Quelle: Thorsten Richter

Marburg. Das Universitätsklinikum Gießen-Marburg (UKGM) auf den Lahnbergen wird bis Juli ein erstes Einsatz- und Personalkonzept erarbeiten, parallel wird die Suche nach einem Leiter der Brand-bekämpfer forciert. Bis Jahresende soll eine spezialisierte Mannschaft einsatzbereit sein. Damit endet ein monatelanger Streit um die Sicherheit auf den Lahnbergen. Das ist nach OP-Informationen das Ergebnis von Gesprächen zwischen Klinik-Vertretern und Regierungspräsidium (RP) vor wenigen Tagen. „Der jahrelange Stillstand neigt sich dem Ende, wir arbeiten jetzt an einem konkreten Konzept. Bis zu den Sommerferien wird das fertig sein“, sagt Holger Thiemann, kaufmännischer Geschäfts-führer des UKGM. Ein erster Schritt ist die Aufstellung eines Bedarfs- und Entwicklungsplans. Dieser soll vor allem die größten Gefahren-quellen benennen und erforschen. Außerdem sollen die Ausrückzeiten zu allen möglichen Einsatzorten präzise erfasst werden. „Die Mindestan-forderung an die Wehr ist, dass sie rund um die Uhr besetzt und einsatzbereit ist. Die personelle Besetzung umfasst demnach sechs geschulte Kräfte“, sagt Gabriele Fischer, Sprecherin des Regierungspräsidiums Gießen.Diese Anforderungen kennt Thiemann, er warnt jedoch vor Hektik und Aktionismus. „Es geht darum, einen Schnellschuss zu vermeiden. Wir setzten die Pläne um, streben aber eine vernünftige Lösung mit Sinn und Verstand an - ohne Druck aus verschiedenen Feldern“, sagt er. „Die Hausaufgaben sind wohl gemacht, das Zögern hat eine Ende. Somit ist ein Start zum Jahresende realistisch“, sagt Carmen Werner, Marburgs Feuerwehr-Chefin.

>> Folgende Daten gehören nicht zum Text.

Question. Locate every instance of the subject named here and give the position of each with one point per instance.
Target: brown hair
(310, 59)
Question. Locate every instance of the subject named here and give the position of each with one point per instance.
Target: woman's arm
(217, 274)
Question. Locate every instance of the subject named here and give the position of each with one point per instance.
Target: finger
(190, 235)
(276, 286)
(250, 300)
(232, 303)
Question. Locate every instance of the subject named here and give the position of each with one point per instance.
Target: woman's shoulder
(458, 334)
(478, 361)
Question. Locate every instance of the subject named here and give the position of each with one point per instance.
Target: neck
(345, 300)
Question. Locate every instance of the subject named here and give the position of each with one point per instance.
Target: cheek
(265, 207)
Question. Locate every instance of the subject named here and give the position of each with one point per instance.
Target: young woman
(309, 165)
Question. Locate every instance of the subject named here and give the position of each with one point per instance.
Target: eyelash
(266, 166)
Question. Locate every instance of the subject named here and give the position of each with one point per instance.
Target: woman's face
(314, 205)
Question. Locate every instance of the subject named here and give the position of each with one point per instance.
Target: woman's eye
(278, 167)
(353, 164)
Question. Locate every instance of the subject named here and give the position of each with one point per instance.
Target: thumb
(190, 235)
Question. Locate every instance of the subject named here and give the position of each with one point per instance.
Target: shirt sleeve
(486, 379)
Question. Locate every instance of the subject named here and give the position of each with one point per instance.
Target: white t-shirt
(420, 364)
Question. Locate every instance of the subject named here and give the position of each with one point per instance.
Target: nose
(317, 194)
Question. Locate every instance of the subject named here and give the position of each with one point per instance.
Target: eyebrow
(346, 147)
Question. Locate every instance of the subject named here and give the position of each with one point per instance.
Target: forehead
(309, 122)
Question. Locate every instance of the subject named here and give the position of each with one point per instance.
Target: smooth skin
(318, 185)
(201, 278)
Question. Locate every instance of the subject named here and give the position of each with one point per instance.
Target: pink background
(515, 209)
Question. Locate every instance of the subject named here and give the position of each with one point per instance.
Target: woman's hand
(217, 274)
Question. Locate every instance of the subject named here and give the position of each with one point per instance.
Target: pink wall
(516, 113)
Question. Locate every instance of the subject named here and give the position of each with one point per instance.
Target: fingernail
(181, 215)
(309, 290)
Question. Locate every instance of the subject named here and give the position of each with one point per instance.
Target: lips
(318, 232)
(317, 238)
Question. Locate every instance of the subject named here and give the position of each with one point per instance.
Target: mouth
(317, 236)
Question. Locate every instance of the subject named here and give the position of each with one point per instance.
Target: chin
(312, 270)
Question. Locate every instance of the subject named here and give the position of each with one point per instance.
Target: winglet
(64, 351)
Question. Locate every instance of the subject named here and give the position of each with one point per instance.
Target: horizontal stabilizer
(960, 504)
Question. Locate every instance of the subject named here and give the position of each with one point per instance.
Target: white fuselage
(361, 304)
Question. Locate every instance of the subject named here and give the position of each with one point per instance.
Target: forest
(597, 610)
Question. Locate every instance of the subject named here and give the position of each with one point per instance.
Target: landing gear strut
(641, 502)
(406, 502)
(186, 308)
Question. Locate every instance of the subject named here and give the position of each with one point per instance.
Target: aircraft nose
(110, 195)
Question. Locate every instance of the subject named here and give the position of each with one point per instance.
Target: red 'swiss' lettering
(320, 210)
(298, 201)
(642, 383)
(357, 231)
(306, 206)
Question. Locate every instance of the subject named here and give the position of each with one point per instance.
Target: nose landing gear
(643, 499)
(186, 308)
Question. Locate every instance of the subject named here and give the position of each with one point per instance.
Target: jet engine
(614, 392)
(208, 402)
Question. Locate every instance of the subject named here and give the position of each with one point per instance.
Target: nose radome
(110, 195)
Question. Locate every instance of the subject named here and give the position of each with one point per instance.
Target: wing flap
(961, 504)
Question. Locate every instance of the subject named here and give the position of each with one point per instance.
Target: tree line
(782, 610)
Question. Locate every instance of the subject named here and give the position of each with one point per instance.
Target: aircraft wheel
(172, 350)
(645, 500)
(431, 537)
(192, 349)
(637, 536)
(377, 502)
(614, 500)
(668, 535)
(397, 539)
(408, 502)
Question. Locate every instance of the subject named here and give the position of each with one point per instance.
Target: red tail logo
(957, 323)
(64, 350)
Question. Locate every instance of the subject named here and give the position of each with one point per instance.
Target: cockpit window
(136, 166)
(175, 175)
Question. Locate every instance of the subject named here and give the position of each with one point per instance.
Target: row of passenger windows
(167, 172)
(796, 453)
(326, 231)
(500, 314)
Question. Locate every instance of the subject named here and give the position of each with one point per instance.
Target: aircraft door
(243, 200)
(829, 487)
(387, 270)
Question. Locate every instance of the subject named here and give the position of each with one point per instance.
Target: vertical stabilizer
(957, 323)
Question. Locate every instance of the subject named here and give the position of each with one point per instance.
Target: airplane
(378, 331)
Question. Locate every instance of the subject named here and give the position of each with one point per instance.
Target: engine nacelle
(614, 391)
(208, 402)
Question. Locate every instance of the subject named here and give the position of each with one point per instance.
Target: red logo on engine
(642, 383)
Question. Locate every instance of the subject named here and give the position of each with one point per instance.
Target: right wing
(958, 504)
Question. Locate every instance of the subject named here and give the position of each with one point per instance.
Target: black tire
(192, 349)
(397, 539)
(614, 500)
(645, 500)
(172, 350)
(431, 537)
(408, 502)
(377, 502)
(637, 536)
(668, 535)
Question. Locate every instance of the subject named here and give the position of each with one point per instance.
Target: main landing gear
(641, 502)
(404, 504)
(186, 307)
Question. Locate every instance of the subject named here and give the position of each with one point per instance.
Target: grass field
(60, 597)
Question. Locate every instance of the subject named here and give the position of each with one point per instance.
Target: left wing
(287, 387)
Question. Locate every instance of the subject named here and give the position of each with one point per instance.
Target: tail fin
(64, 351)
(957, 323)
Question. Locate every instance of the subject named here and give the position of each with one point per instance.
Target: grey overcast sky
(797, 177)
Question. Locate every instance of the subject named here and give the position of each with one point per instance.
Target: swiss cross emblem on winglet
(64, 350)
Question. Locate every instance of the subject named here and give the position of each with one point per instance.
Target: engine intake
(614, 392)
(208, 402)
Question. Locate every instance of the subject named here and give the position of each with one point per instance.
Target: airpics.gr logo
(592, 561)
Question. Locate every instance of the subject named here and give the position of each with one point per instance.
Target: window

Die seit 1990 auf den Lahnbergen stationierte Betriebsfeuerwehr reichte den Aufsichtsbehörden nicht mehr aus, sie forderten eine Stärkung der Brandbekämpfung für das Klinikum - zumal die Belastung der öffentlichen Wehren durch Fehlalarme zunahm. Mehr als 50-mal rückten die ehrenamtlichen Retter alleine vergangenes Jahr umsonst aus. Zuletzt kamen zudem Zweifel auf, ob die bereitstehenden Löschzüge in der Innenstadt - oder der neu gegründeten freiwilligen Feuwehr in Bauerbach - im Katastrophenfall rechtzeitig eintreffen würden. Anstatt, wie gesetzlich vorgeschieben, unter zehn Minuten, wären es Berechnungen zufolge bis zum Eintreffen der Helfer eher elf bis zwölf Minuten. Thiemann zufolge ist es ein Plan, die Werks- mit der öffentlichen Wehr im Stadtzentrum zu verzahnen. „Dazu gibt verschiedene Überlegungen. Etwa, alles unter dem Dach der Gemeindefeuerwehr laufen zu lassen, oder eine Eigenbildung am Standort“, sagt Werner. Helfen werde die öffentliche Wehr immer, „alleine schon, weil auch Universitäts-Gebäude, für die wir zuständig sind, in der Klinik-Nachbarschaft stehen“.

Ursprünglich drängte das RP auf eine Wehr-Gründung bereits im Januar dieses Jahres. Um künftig Streit zu vermeiden, werden nun Monats-berichte des UKGM an die Aufsichtsbehörden geliefert.